Thursday, July 10, 2014

It's Good to Be King

The invaluable John Hayward, being invaluable:
The disturbing political genius of Barack Obama was to realize that many of the limits on executive power are theoretical.  Separation of powers has become a gentleman’s agreement over the past century.  A spirited historical argument can be had over exactly when the process began in earnest, but the bottom line is that ambitious presidents realized the executive could use its power to expand its power, in a way the other branches of government can’t quite match.  Sure, you can point fingers at Supreme Court justices or members of Congress, left and right, who pushed the limits of their authority in various ways, but the executive is uniquely suited to do things like what Palin accurately accuses Obama of doing on the border: deploying the immense resources of the federal government to take actions that change the rules.

However we might chart the history of this degeneration – perhaps it was simply an inevitable result of the central government growing larger, producing a spreading mass of bureaucratic weeds beyond the reach of either legislative gardeners or the public – the bottom line is that Barack Obama realized there’s virtually nothing anyone can do to stop him, provided the media doesn’t turn against him and gin up massive public outrage.  Quite a few of the restrictions on power are now effectively enforced by the media, which is is very strongly partisan, and also favorably disposed toward increasing the size of government.  The same people who went nuts over everything George Bush did are utterly complacent, or even actively supportive, when Obama does the same thing but ten times worse.
Emphasis in original. Hayward is discussing the quixotic call from Sarah Palin for impeachment for the Leader of the Free World, but his larger point is more important. Everyone, including Sarah Palin, knows that any attempt to impeach Barack Obama is a nonstarter. We have at least a half dozen political scandals going on at the moment and not one of them will bring Obama down. You can't, because the executive branch has an overwhelming amount of resources available to reward friends and punish enemies. A great deal of law enforcement is done through regulation, not statute, and as long as the agencies are on board, a president can do damn well whatever he pleases. There's a reason that Obama is willing to spend his time shooting pool with John Hickenlooper and fundraising, all while pointedly refusing to join Texas politicians from both sides of the aisle when they ask him to visit the border; he'll pay no real political price for it. Back to Hayward:
There’s always the danger that a serious impeachment threat would rally disaffected Democrats around a President with cellar-dwelling approval ratings, with perhaps enough spare energy to influence some congressional races.  This is, again, a political consideration, not a structural argument… but the structure is inert without political force to animate it.

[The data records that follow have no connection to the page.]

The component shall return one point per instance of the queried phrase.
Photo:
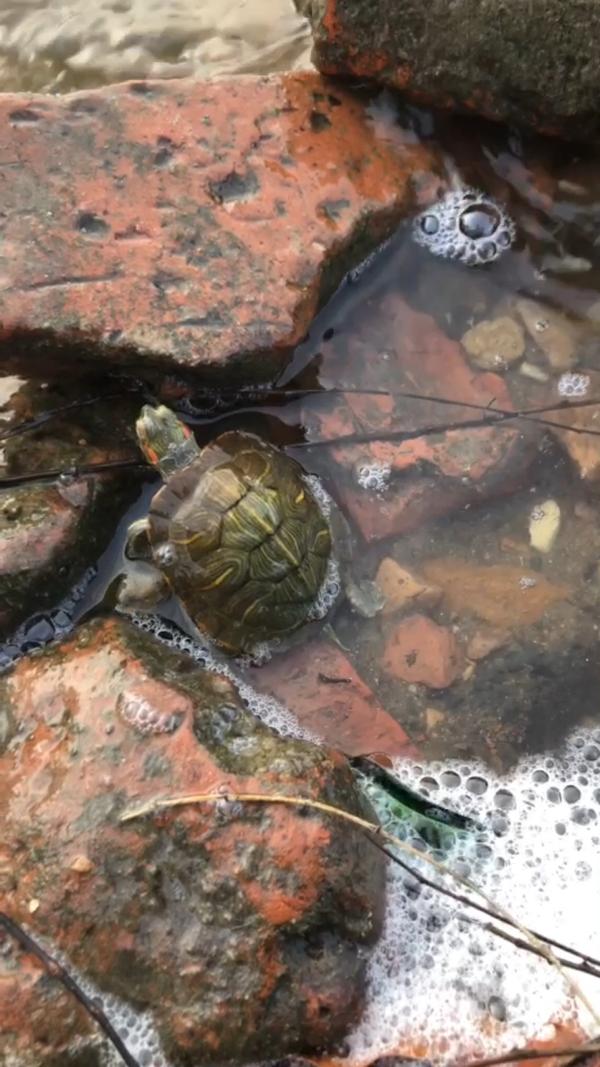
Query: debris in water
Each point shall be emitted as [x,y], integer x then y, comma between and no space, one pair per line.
[573,385]
[545,523]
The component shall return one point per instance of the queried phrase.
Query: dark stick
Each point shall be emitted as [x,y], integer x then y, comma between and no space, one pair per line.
[517,1054]
[46,416]
[593,965]
[521,943]
[56,970]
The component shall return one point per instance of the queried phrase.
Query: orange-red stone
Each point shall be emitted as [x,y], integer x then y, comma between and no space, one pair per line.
[188,225]
[242,927]
[419,650]
[329,697]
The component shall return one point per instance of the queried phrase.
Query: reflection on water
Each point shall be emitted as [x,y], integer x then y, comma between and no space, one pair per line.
[401,399]
[61,45]
[413,370]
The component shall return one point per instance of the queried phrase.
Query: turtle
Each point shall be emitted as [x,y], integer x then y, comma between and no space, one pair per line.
[237,534]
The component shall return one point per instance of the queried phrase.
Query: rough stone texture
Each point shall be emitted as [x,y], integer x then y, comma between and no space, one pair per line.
[243,928]
[404,588]
[187,224]
[474,54]
[424,476]
[328,697]
[51,532]
[419,650]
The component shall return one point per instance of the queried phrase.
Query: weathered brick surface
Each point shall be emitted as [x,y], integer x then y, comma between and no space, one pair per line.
[473,56]
[186,224]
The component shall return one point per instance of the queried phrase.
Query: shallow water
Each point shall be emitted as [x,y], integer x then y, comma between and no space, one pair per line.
[531,706]
[60,45]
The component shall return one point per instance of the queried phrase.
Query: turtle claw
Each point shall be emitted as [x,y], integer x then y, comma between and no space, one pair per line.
[141,588]
[329,632]
[364,596]
[137,545]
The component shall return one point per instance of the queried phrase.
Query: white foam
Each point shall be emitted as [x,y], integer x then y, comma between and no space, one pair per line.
[467,225]
[136,1029]
[266,709]
[374,476]
[573,385]
[440,981]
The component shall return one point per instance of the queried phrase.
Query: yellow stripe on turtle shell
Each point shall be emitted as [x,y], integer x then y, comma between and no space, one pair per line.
[219,579]
[295,559]
[255,514]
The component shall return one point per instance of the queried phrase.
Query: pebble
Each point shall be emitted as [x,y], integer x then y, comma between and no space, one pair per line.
[485,641]
[503,595]
[545,523]
[401,588]
[552,332]
[533,371]
[82,864]
[494,344]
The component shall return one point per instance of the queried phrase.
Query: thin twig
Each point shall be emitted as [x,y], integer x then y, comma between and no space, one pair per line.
[520,943]
[56,970]
[588,964]
[159,805]
[47,416]
[72,473]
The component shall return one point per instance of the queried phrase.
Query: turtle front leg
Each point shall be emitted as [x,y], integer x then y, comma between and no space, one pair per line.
[364,596]
[141,588]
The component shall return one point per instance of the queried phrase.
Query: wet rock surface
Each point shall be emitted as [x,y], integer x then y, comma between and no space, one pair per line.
[51,531]
[243,929]
[472,57]
[419,650]
[141,229]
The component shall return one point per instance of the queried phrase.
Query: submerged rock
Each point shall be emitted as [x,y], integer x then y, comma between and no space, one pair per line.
[555,335]
[242,929]
[545,523]
[189,224]
[423,476]
[503,595]
[419,650]
[403,588]
[50,532]
[471,56]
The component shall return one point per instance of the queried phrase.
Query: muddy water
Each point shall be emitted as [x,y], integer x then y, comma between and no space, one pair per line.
[524,683]
[60,45]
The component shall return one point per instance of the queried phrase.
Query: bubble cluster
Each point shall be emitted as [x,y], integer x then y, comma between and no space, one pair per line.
[374,476]
[41,628]
[437,980]
[364,265]
[573,385]
[145,717]
[467,225]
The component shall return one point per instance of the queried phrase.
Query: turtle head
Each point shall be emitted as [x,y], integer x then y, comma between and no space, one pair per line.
[166,442]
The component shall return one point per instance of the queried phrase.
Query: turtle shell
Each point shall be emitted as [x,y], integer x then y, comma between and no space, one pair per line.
[241,540]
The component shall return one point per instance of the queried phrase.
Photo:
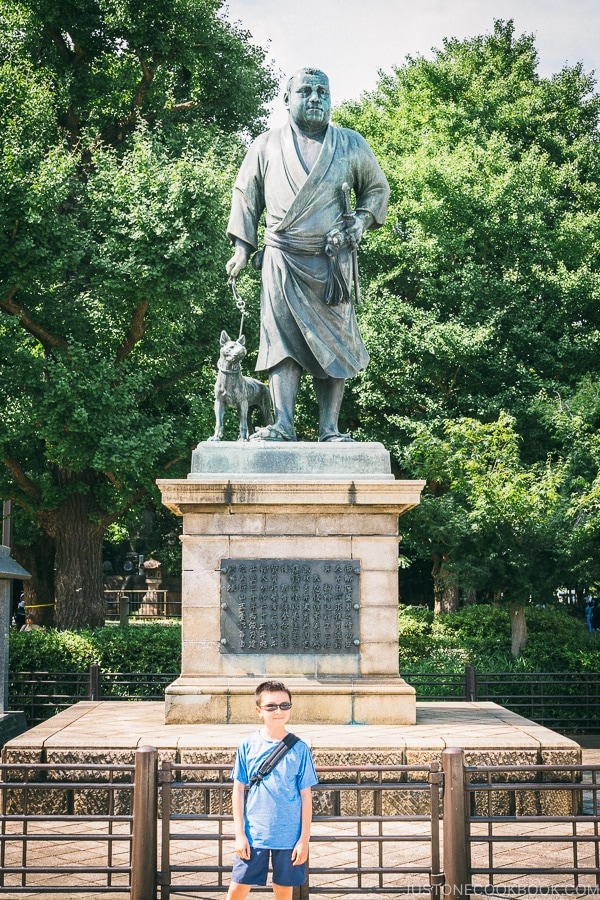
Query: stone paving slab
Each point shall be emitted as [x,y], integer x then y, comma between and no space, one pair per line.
[120,727]
[97,731]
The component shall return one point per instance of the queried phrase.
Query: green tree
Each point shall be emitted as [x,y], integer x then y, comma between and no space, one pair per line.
[117,148]
[482,289]
[488,521]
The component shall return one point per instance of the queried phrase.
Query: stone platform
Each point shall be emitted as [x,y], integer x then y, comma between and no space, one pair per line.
[296,523]
[111,731]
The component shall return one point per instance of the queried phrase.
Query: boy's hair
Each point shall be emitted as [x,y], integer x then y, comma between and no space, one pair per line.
[271,687]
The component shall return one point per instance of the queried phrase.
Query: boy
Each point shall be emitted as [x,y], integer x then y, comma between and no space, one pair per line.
[275,819]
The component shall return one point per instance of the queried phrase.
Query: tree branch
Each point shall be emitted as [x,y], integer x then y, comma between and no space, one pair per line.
[115,133]
[136,332]
[108,519]
[45,337]
[25,483]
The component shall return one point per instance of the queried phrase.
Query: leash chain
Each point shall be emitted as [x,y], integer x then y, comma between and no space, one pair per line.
[240,304]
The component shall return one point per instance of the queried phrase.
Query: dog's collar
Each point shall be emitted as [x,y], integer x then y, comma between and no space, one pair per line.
[238,368]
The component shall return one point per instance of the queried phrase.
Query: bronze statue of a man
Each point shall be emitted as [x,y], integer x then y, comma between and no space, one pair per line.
[296,175]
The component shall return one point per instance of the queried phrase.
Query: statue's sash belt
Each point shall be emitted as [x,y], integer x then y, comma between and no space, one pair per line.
[338,291]
[289,244]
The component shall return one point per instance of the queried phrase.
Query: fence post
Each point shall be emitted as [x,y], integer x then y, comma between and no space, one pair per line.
[145,815]
[455,824]
[470,684]
[94,693]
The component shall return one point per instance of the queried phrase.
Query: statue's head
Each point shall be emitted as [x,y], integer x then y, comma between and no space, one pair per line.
[308,100]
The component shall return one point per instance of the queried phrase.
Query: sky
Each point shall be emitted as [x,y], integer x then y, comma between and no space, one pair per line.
[352,40]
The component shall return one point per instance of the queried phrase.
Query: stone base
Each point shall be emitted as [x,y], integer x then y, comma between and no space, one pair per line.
[331,701]
[11,725]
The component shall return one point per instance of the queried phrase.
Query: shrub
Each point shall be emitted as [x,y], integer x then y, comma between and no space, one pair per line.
[51,651]
[139,648]
[479,635]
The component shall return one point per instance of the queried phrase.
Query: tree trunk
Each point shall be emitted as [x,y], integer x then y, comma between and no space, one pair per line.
[445,588]
[78,582]
[38,559]
[518,628]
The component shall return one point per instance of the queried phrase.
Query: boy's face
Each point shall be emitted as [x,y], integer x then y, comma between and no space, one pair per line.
[269,699]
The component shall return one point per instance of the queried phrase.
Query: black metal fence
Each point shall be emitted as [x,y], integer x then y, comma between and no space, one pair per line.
[77,829]
[566,702]
[41,695]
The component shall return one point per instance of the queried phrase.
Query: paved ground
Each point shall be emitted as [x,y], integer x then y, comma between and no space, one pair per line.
[411,851]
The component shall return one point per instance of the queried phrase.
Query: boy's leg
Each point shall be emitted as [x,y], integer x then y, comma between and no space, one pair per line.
[282,893]
[238,891]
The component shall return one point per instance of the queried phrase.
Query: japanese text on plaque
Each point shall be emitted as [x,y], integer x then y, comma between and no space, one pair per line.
[291,606]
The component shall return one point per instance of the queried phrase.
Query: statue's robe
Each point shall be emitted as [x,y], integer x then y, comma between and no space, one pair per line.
[301,208]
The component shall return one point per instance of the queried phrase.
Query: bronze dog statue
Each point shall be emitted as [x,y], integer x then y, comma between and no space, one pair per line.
[237,390]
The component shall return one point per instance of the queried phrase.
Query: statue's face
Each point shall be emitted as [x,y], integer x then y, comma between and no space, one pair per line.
[309,102]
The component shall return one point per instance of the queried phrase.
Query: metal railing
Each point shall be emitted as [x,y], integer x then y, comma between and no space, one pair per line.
[514,830]
[70,828]
[564,701]
[41,695]
[568,702]
[143,604]
[375,830]
[519,830]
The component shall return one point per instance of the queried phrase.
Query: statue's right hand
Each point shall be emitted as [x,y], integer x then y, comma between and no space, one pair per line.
[237,262]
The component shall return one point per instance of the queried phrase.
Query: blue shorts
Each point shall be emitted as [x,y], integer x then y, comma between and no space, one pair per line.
[254,870]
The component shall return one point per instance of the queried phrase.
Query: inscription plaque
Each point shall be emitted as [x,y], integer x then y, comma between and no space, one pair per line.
[290,606]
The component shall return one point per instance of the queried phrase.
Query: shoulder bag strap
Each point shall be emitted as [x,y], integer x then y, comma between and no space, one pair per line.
[274,757]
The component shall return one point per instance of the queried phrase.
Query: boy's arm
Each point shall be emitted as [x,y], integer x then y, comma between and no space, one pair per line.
[242,847]
[300,851]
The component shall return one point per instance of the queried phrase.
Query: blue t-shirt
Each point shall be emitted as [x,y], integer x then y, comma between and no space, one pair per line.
[272,815]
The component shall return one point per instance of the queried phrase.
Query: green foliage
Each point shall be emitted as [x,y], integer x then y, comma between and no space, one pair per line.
[139,648]
[121,127]
[482,312]
[479,635]
[49,650]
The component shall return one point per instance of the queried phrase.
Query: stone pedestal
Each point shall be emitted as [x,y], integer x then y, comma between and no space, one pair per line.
[288,502]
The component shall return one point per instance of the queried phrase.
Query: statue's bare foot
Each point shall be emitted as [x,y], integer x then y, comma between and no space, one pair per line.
[337,438]
[272,433]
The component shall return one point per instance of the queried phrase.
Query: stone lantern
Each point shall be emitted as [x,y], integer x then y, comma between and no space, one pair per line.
[150,603]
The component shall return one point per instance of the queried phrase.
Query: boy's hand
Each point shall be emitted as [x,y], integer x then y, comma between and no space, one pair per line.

Which is not a bad way to sum up the problem with living in a post-Constitutional non-Republic: there aren’t many abstract limits on power, and the public is generally comfortable with that.  They’re getting more into this idea of an “elective monarchy,” which is just a way of putting a charismatic human face on the sort of majority mob rule the Founders were terrified of.  The average person interprets this system as “Whatever the majority supports, the government is empowered to do,” but a more accurate rendition would be “the government can do anything it wants, unless a substantial majority says no.”  Both of those creeds are a horrible way to run a Republic, but there’s a world of difference between them, and the latter is much worse.
Again, emphasis in original. Dick Cheney claimed that his boss had enormous power over the government when he promulgated the notion of a "unitary executive."  Cheney was mostly talking about foreign policy and warmaking in particular, but if the president has such powers in that arena, it's difficult to imagine that he wouldn't be able to effectively extend similar powers in domestic matters. That's what's going on here. There was a time when liberals denounced this sort of thinking. Not any more.

2 comments:

W.B. Picklesworth said...

All of which is to say that the American Republic is dead. And it died of what the Founders feared. There will come a time when historians will be able to ask, "Was it a good experiment? Or did it cause more damage than not?"

Gino said...

like i've said before, we've hit the iceberg.